05-27-2015

 

The S&P went for a ride yesterday—a ride down that is. After a few weeks of grinding higher the S&P futures finally started running some of the sell stops that have been building up on the downside. You see, when the VIX dropped under 12, and the volumes are so low, it makes it easy to push the S&P around, but when you have a mix of data, Greek uncertainty and headlines saying the “FBI investigates chemical weapon threats to 10 international flights”, things tend to get a little unstable. The ESM15 was already overbought, but the low volumes kept it afloat. Once the news algos locked on the weaker than expected economic reports, and the FBI headline hit, the downside sell stops came right into play.

Friday’s Sell was the “Tell”

Ever since the ESM made its 2134 contract high, I called for the next 30 handles from 2130 to be down. Despite over a week and a half of low volume chop, the algorithmic trading programs reversed course and started going back down yesterday. After forcing the short option players to roll higher and cover margin calls, down the ESM15 went. Volume in the ES was the best in many days with nearly 900,000 contracts traded. Going into 10:40 CT crude oil was not having a great day either. At the same time, the CLN was also hitting sell stops from $58.00 down to $57.71 before it finally bounced back up to the $58.20 level late. Neither market could hold the rallies, but the ESM “double bottomed” at the 2096.00 level and rallied up to the 2104.00 area going into the 3:15 futures close. We think the over $1.35bil for sale on Friday’s close was the key to Tuesday’s early weakness but the news headline algos did the rest of the heavy lifting on the downside. The $890mil to sell MOC, and the late bounce back up on the close, caught most traders off base and scrambling to cover.

BROAD DECLINE

Remember last week the S&P was on track for one of its best monthly gains all year, but yesterday all 30 of the Dow 30 closed lower, and some market leading sectors, like technology stocks in the S&P 500 falling over -1.4%, and the Russell 2000 down 1.1%, ended the day with one of the largest declines in nearly a month, just after both the Dow and S&P made new record highs last week. The Dow Jones Industrial Average fell 190 points, or down 1%, for its largest loss since the end of April. The S&P also fell 1% down to 2104.20, and the Nasdaq Composite fell 1.1% with both indexes sustaining their largest loss since the first week of May. Yesterday’s selloff has the Dow up a modest 1.2%, and the S&P up 2.2% in 2015.

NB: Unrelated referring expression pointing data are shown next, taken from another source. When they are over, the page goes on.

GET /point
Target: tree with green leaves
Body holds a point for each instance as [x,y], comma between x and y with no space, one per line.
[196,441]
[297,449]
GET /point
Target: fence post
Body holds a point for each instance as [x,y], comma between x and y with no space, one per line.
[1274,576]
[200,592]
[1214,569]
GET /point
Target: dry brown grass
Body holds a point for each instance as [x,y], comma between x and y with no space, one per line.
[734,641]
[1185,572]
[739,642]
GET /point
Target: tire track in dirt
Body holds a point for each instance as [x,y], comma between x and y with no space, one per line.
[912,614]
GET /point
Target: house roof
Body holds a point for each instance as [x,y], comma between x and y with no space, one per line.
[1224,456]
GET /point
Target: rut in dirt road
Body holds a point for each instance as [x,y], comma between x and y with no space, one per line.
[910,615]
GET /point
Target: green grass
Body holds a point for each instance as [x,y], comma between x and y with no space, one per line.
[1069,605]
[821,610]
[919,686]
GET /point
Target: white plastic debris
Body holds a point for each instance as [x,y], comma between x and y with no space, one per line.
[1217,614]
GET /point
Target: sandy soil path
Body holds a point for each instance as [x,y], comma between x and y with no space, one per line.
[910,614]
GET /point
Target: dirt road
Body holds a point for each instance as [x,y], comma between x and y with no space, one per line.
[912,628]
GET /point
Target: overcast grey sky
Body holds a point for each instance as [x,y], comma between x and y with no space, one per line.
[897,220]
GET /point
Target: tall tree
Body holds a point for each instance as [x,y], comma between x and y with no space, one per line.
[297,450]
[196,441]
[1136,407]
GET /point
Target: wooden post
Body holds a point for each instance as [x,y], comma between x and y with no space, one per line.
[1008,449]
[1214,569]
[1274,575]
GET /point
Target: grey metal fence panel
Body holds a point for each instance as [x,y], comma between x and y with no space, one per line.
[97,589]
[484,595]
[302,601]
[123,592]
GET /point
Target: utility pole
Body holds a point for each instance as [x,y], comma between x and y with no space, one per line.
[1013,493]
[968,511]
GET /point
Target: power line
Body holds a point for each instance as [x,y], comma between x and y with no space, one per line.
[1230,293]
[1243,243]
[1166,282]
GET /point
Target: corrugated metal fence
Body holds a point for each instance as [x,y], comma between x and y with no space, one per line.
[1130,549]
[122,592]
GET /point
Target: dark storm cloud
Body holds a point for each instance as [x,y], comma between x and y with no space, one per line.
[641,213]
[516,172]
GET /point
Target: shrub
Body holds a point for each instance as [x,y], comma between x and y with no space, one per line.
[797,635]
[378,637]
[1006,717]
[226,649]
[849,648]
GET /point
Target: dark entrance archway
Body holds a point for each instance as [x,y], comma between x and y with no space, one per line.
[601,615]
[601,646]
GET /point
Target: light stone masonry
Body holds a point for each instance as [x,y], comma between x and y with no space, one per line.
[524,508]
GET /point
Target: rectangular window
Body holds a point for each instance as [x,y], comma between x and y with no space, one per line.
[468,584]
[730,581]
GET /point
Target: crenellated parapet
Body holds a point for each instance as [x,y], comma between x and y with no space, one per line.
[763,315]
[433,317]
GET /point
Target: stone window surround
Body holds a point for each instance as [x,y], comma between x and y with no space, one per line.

No one has ever promised us a rose garden when it comes to trading futures and options, but over the last few years it seems like trading is getting harder, not easier. As the volumes thin out over the summer, we suspect it may get even trickier.

In Asia 7 out of 11 markets closed lower, and in Europe 11 out of 12 markets quoted are trading higher this morning. Today’s economic calendar is light; MBA Mortgage Applications, Redbook and a 5 Yr-Note Auction.

Our View: What looked good on Friday got ugly on Tuesday. That’s how the game is played, keep it going up on no volume and bam! In come a few negative headlines and the bears come running back. Yesterday I got the 30-handle pull back I was calling for. Like I said on the @MrTopStep Twitter: “I’m old school and I have to get the 30 handles I called for before I start calling out 50 and 60 handle pull backs.” Furthermore who knows when the ES volume will drop again, and the spoos will start going back up again, but it’s my guess this is not an extended selloff. It may last days, but not weeks. But I must say that the overall price action was one of failed short covering rallies met by large selling, and it seemed to catch people off guard.

So where from here? There should at least be a few more days of this downward price action, but that pop up on the close was not at all what the bears wanted to see. I keep saying we are not going to crash, and we are also not going to take off to the upside…at least not yet. Our view is to sell the early rallies and buy weakness. The decline may not be over yet but I don’t think the ES will go down without a fight.

PITBULL: Trend Change After Long Weekend

  • In Asia 7 of 11 markets closed lower : Shanghai Comp. +0.63%, Hang Seng -0.60%, Nikkei +0.17%
  • In Europe 11 out of 12 markets are trading higher : DAX +0.01%, FTSE +0.55%, MICEX -0.60% , GD.AT +1.56% at 7:00 CT
  • Fair Value: S&P -2.48 , Nasdaq -1.30 , DOW -25.70
  • Total Volume: 1.58mil ESM and 9.6k SPM traded
  • Economic calendar : MBA Mortgage Applications, Redbook, 5 Yr-Note Auction.